Friday, August 25, 2017

Hurricane Harvey intensifies as it roars toward Texas

Hurricane Harvey intensified to Category 2 by early Friday as it moved toward Texas, with meteorologists forecasting the storm could become a "major hurricane" when it makes landfall later in the day or Saturday.
No storm that strong has hit Texas since 2008.
Harvey is expected to stall after it hits land, dumping torrential rain over southeast Texas through Tuesday and causing potentially historic flooding, NBC News meteorologist Bill Karins said.
In its 5 a.m. ET update, the National Hurricane Center warned Harvey was "dangerously approaching" the Texas coast. The storm had picked up more power as it reached about 180 miles southeast of Corpus Christi, with maximum sustained winds strengthening to 105 mph, according to the agency.
It warned that "life-threatening and devastating flooding" was expected near the coast because of heavy rain and storm surge.
"Harvey is expected to become a major hurricane before it reaches the middle Texas coast," it added.
Corpus Christi Mayor Joe McComb said no mandatory evacuations were in effect, but he urged residents in low-lying parts of the coastal city to leave.

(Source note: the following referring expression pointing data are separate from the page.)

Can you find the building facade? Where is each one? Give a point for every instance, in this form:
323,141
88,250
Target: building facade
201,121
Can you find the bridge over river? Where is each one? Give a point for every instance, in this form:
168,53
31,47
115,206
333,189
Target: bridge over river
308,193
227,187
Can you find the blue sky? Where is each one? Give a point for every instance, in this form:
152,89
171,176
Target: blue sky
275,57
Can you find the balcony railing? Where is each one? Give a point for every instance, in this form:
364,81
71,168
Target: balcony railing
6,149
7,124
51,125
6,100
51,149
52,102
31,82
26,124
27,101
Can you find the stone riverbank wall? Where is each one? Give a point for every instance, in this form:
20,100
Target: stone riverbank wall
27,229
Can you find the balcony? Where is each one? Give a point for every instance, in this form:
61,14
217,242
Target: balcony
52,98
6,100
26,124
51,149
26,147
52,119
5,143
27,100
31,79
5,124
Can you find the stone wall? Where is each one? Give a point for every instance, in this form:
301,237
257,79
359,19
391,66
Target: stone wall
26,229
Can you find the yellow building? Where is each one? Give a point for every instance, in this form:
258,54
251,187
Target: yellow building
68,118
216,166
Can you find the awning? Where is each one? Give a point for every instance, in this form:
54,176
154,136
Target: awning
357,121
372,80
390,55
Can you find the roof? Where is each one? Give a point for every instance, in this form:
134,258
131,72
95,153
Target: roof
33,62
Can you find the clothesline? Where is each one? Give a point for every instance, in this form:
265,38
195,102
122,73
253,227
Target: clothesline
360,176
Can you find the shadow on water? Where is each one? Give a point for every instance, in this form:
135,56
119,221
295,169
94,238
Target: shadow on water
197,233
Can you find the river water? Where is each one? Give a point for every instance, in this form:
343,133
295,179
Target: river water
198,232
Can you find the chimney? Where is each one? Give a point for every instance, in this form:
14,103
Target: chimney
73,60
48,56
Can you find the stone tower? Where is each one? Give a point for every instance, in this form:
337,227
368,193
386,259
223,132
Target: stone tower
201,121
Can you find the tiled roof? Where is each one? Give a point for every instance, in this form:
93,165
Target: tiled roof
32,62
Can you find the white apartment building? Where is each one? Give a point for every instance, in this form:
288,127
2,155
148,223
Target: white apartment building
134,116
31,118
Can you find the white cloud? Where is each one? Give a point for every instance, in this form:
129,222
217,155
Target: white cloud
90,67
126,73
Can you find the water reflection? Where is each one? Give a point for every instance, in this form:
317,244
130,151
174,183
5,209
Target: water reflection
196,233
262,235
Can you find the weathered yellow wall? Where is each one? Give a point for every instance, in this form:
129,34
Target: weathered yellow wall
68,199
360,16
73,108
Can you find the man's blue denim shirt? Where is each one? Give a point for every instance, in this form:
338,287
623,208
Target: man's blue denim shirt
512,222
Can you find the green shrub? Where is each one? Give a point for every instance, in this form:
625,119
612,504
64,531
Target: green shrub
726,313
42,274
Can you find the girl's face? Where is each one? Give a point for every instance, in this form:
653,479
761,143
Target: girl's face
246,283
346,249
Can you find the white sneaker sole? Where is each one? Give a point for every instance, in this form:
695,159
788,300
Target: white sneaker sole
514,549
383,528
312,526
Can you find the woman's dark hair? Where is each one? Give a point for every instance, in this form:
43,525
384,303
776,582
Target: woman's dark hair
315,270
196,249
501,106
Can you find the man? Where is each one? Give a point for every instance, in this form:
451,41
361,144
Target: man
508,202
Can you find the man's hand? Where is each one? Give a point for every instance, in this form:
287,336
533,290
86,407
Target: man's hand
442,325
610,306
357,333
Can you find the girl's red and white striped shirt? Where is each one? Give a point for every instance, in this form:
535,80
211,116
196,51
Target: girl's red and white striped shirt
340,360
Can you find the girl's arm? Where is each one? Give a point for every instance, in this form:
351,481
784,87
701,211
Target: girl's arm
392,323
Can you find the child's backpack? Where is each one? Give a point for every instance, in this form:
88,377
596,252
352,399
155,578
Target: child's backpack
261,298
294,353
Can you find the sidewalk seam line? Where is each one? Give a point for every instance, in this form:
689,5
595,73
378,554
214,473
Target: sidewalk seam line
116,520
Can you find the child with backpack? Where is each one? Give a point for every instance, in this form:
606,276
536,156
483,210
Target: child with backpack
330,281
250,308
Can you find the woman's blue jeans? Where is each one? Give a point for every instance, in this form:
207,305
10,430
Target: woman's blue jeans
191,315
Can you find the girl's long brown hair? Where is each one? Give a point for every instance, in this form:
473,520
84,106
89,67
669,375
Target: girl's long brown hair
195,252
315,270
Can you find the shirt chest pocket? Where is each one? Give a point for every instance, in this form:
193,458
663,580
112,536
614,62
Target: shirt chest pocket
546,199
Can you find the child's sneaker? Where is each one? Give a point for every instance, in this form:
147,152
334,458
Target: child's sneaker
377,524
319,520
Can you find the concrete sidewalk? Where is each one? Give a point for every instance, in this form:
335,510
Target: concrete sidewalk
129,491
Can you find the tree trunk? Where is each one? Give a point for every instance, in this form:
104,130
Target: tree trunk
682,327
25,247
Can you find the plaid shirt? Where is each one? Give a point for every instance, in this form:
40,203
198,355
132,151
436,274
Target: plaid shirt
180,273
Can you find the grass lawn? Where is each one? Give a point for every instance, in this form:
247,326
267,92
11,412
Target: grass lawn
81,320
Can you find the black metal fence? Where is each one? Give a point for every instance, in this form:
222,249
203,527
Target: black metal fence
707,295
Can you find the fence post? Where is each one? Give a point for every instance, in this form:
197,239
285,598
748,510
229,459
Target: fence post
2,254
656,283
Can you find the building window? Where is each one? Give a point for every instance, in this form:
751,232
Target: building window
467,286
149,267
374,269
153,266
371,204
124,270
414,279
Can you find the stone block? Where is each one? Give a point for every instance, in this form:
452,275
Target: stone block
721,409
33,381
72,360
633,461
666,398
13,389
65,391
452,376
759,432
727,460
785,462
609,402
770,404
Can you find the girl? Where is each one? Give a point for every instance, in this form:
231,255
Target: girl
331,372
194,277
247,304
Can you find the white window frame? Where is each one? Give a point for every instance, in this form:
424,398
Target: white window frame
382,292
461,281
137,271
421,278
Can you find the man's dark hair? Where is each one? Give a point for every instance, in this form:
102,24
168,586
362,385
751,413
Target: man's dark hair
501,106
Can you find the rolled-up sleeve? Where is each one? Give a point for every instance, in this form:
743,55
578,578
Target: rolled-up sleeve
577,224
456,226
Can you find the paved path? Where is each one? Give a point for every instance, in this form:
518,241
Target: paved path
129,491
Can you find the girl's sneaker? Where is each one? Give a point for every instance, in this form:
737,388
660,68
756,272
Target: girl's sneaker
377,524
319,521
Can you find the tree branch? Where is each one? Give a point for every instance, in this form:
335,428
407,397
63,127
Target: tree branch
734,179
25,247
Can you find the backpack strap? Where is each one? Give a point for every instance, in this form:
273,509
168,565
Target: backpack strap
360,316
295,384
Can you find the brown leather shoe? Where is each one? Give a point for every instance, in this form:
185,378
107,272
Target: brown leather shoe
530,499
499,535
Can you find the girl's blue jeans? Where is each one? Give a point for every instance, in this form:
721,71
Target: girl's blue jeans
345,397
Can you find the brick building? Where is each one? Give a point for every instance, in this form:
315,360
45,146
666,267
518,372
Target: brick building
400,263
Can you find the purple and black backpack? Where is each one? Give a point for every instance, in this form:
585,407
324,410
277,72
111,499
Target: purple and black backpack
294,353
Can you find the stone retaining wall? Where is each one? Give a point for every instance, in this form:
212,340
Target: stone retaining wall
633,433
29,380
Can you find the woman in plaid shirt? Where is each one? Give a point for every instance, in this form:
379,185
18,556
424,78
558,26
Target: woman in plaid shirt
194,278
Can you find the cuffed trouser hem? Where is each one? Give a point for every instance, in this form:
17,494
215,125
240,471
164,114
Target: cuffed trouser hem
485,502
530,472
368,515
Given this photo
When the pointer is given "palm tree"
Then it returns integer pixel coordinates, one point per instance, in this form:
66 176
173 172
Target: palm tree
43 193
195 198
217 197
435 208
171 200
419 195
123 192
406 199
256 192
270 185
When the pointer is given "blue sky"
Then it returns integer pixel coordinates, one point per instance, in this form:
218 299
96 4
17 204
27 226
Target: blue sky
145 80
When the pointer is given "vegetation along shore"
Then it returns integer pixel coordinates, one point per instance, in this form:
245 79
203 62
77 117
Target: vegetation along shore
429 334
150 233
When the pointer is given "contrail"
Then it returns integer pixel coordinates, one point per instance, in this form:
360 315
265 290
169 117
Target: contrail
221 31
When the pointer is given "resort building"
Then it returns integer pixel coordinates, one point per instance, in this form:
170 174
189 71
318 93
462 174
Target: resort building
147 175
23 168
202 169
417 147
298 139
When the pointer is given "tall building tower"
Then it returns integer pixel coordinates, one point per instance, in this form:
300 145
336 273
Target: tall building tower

"We are going to in the strongest possible terms encourage the residents in the low-lying areas, as they say, to get out of Dodge," McComb said at a news conference.
At least 10 critically ill babies were flown Thursday from Driscoll Children's Hospital in Corpus Christi to Cook Children's Medical Center in Fort Worth, more than 400 miles north, to ride out the storm, NBC Dallas-Fort Worth reported.
"They made a wise decision to get them out as quickly as possible," said Debbie Boudreaux, Cook's director of transport and fleet services. "The problem keeping them there is the ventilation system they're on — the lifesaving ventilator — would not be able to be maintained without electricity."
In the town of Rockport, about 20 miles northeast of Corpus Christi, 90 elderly and fragile people were evacuated Thursday night from the Park Manor skilled nursing facility to its sister facility in Bee Cave, near Austin.
Johnielle Johnson, the Bee Cave facility's director of nursing, told NBC affiliate KXAN of Austin that a therapy gym was being turned into living space for 14 of the evacuees, while the rest will double up in rooms occupied by current residents.
"Life is unpredictable, but what is predictable is how we treat others," Johnson said.
Texas Gov. Greg Abbott activated more than 700 members of the Texas Army and Air National Guards, the Texas State Guard and the Texas Military Department.
"This is what we train for," Brig. Gen. Patrick Hamilton, commander of the Domestic Operations Task Force, told NBC affiliate KPRC of Houston. "This is Texans helping Texans — neighbors helping neighbors."
Dale Eck, head forecast operations for the Americas at The Weather Channel, said Harvey rapidly intensified overnight into Thursday. "I think the urgency of this just went up tenfold this morning," he said Thursday.
Eck said winds of 115 mph were expected, along with a "life-threatening storm surge" as it churns over the central Texas coast.